Atenta à dificuldade de convivência entre tais grupos e com uma estrutura privilegiada em termos de serviço público, a coordenação vem investindo em projetos de qualidade de vida. A unidade possui uma ampla sala de atividades físicas (ginástica, shiatsu, yoga) e espaços para lazer (horta, filmes e eventos). Através de parcerias com órgãos públicos da região, numa iniciativa inovadora intitulada "troca de talentos", ela ampliou os benefícios com oficinas de artesanato, cursos na área de educação (conclusão do segundo grau, línguas estrangeiras etc) e de atualização profissional (informática, legislação, entre outros).

Aberta esta possibilidade, intriga a pouca ou nenhuma participação dos beneficiados nos programas oferecidos.

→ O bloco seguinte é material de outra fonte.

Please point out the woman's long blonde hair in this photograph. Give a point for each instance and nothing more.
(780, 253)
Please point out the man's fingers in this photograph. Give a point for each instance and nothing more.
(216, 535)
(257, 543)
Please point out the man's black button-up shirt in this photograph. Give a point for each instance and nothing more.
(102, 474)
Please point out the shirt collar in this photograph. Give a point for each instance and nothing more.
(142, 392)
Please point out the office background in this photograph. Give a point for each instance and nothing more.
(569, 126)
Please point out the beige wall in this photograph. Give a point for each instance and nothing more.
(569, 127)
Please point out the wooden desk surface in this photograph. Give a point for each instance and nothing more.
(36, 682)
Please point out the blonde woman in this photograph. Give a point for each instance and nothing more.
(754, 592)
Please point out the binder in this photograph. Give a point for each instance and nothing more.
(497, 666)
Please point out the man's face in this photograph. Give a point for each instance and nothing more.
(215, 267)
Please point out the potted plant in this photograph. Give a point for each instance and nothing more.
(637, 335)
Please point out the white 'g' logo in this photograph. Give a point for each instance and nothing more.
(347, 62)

As entrevistas iluminaram a compreensão sobre o assunto: "Preguiça e falta de interesse em participar"; "A grande dificuldade é o propósito, as pessoas não vêm sentido na participação"; "A eficácia seria positiva se os projetos fossem centrados em cursos de treinamento" e "A participação (nos projetos), em geral não é espontânea, mas estimulada pela amizade".

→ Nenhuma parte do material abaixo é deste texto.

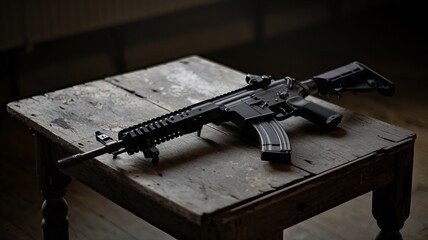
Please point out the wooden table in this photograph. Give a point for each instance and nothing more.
(214, 186)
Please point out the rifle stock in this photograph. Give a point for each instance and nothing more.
(260, 104)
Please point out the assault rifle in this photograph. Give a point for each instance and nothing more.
(260, 104)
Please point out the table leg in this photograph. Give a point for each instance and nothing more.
(53, 184)
(391, 203)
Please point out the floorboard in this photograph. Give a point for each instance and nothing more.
(399, 52)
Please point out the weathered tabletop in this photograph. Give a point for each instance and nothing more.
(215, 185)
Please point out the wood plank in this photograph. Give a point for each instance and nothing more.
(232, 168)
(189, 80)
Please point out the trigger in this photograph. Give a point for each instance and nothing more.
(282, 115)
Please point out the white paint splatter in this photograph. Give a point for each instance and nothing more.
(185, 81)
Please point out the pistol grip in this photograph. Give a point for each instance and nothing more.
(315, 113)
(273, 139)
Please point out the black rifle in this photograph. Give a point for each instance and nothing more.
(261, 104)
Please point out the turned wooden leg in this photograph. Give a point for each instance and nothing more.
(53, 184)
(391, 203)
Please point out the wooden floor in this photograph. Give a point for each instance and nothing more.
(398, 52)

Tais respostas foram reforçadas pela constatação da existência de um capital social forte cujos valores eram compartilhados intragrupos, porém isolados dos objetivos institucionais. A função do isolamento, com tendência à limitada colaboração com as propostas organizacionais, parecia-lhes ser o único meio para enfrentarem o que consideravam "[...] falta de investimento institucional." A pós-reestruturação forçou a convivência da diversidade (entre diferentes instituições numa mesma unidade, entre distintos vínculos de trabalho e entre díspares níveis escolares numa mesma função). A indevida atenção institucional ao fato, afeta diretamente os esforços da coordenação, reconhecidos como bem intencionados, mas incapazes de resolver os problemas grupais. Assim, pareceu insuficiente apenas implantar programas de RSO, de qualidade de vida ou de outra natureza qualquer. A participação "espontânea" depende, em partes, do investimento institucional na produção de um sentido comum entre os objetivos da instituição e aqueles dos grupos que compõe sua diversidade interna.

 

ORGANIZAÇÃO 2: O VAZIO DA IDENTIDADE DE UMA ORGANIZAÇÃO-CIDADÃ

A empresa pesquisada segue a tendência da Responsabilidade Social Corporativa, que é a de investir prioritariamente na conservação do meio ambiente do entorno e em programas sociais comunitários. São estes: 1) comunidade empreendedora, visando seu desenvolvimento socioeconômico; 2) arte na rua, com estímulo à cultura local; 3) agentes da saúde, com foco na saúde e na qualidade de vida; 4) amigos do verde, com base na Educação Ambiental; 5) mãos à obra, promovendo a infraestrutura urbana em parceria com o setor público e 6) voluntariado, com a participação dos trabalhadores nos projetos comunitários.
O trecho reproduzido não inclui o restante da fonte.